The Dawn of the Universe: Naasadeeya Sookta of the Rgveda
Naasadeeya Sookta is a mesmerizing chapter of the Rgveda (Mandala 10, Sookta 129) that describes the beginnings of Creation, even the situation that existed before the Big Bang, in a most enigmatic fashion, stressing the unknowability of that time. Surprisingly, or maybe not really so, it comes quite close to our understanding of the Big Bang theory today. It is one of the important Sooktas of Rgveda that led to the philosophy of Creation as described in Manusmrti, Saankhya and other ancient texts. Astronomer Carl Sagan once famously said, “The Hindu religion is the only one of the world’s great faiths dedicated to the idea that the Cosmos itself undergoes an immense, indeed an infinite, number of deaths and rebirths. It is the only religion in which the time scales correspond to those of modern scientific cosmology.” This deep thinking of ancient Aryas can be directly ascribed to the knowledge contained in the Vedas.
नासदासीन्नो सदासीत् तदानीं नासीद्रजो नो व्योमा परो यत् ।
किमावरीवः कुह कस्य शर्मन्नम्भः किमासीद्गहनं गभीरम् ॥ऋग्वेदः १०।१२९।१॥
(Tadaaneem) Before Creation, (Asat Na Aaseet) it was as if there was nothing and also (Sat No Aaseet) as if there was something, i.e., Matter and Souls were non-functional as if they were nothing; the only ‘something’ still conscious was God (called Mana in Shatapatha Brahmana). (RajaH Na Aaseet) There were no Matter particles and (No Vyoma ParaH Yat) there was no Space finer than them even. (Kim AavareevaH) What was the covering? That is, there was nothing covering anything, yet everything was invisible. (Kuha Kasya Sharman) Where and whose support was there? That is, God alone was the support, there were no forces in action at that time. (AmbhaH Kim Aaseet Gahanam Gabheeram) What were the waters that were dense and deep? That is, all of Matter was such an intensely dense fluid before the Big Bang that it is impossible to understand.

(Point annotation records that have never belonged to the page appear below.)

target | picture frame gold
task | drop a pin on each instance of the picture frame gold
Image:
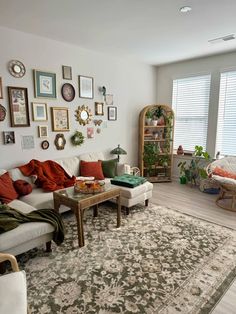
(99, 109)
(19, 108)
(60, 119)
(39, 111)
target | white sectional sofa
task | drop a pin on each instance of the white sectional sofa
(30, 235)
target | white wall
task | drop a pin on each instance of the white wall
(208, 65)
(132, 84)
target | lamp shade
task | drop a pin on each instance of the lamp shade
(118, 151)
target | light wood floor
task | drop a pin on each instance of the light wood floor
(192, 201)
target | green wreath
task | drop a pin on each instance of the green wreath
(77, 139)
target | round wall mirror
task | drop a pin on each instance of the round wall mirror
(60, 141)
(83, 115)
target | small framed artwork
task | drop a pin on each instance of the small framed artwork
(99, 109)
(27, 142)
(66, 72)
(109, 99)
(1, 92)
(19, 108)
(43, 131)
(45, 84)
(90, 132)
(9, 137)
(40, 112)
(85, 87)
(112, 113)
(60, 119)
(45, 145)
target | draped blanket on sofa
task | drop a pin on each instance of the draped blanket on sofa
(50, 175)
(12, 218)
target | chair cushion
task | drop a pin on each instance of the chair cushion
(13, 293)
(7, 190)
(91, 169)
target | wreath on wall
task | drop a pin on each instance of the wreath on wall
(77, 139)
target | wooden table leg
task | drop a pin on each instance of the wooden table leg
(80, 229)
(118, 211)
(95, 210)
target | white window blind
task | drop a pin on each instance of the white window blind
(190, 102)
(226, 126)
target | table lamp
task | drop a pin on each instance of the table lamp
(118, 151)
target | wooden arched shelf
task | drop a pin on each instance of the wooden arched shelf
(156, 143)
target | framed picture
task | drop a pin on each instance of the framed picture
(40, 112)
(1, 92)
(66, 72)
(85, 87)
(43, 131)
(112, 113)
(45, 84)
(19, 108)
(109, 99)
(9, 137)
(60, 119)
(99, 109)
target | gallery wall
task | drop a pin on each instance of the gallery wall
(132, 84)
(213, 65)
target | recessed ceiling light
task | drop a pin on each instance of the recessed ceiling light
(185, 9)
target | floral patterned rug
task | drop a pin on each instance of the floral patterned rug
(158, 261)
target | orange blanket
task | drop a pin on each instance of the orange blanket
(50, 175)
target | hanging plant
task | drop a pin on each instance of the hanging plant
(77, 139)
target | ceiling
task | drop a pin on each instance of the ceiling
(151, 31)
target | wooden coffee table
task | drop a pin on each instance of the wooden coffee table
(78, 202)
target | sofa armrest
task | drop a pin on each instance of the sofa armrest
(8, 257)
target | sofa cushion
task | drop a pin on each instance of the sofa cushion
(13, 293)
(7, 190)
(24, 233)
(109, 168)
(22, 187)
(91, 169)
(92, 156)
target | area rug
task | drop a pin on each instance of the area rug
(158, 261)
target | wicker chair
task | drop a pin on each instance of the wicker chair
(227, 196)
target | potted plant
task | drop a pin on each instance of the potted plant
(150, 157)
(183, 178)
(149, 116)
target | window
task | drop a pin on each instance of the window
(190, 102)
(226, 126)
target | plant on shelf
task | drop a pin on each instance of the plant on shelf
(150, 155)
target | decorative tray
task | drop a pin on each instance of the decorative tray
(89, 187)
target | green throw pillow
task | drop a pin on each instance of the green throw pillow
(109, 168)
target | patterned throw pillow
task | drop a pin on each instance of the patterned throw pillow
(109, 168)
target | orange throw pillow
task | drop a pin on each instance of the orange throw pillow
(224, 173)
(91, 169)
(7, 190)
(23, 187)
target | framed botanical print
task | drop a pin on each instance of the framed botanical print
(85, 87)
(45, 84)
(99, 109)
(19, 108)
(66, 72)
(1, 92)
(39, 111)
(43, 131)
(60, 119)
(112, 113)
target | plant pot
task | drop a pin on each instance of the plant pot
(183, 180)
(148, 121)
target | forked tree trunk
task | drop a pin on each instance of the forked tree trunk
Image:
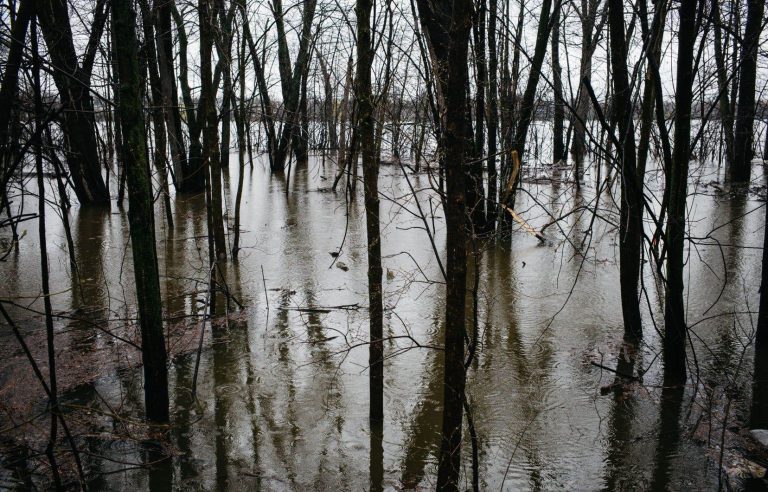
(371, 191)
(675, 334)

Swami Dayanand has interpreted that even primordial Matter as mentioned in Saankhyadarshanam, i.e., Prakrti/Pradhaana, was not there. While in the later Mantras in this Sookta no transformation from this state into Pradhaana is detailed, it is logical to surmise that this state of Matter has to be different from Pradhaana in the sense that Pradhaana exists in this Universe to date, but the dense state of the initial Universe does not exist now. So, that state had to be different from Pradhaana. This state has been called ‘Aabhu’ in the third hymn.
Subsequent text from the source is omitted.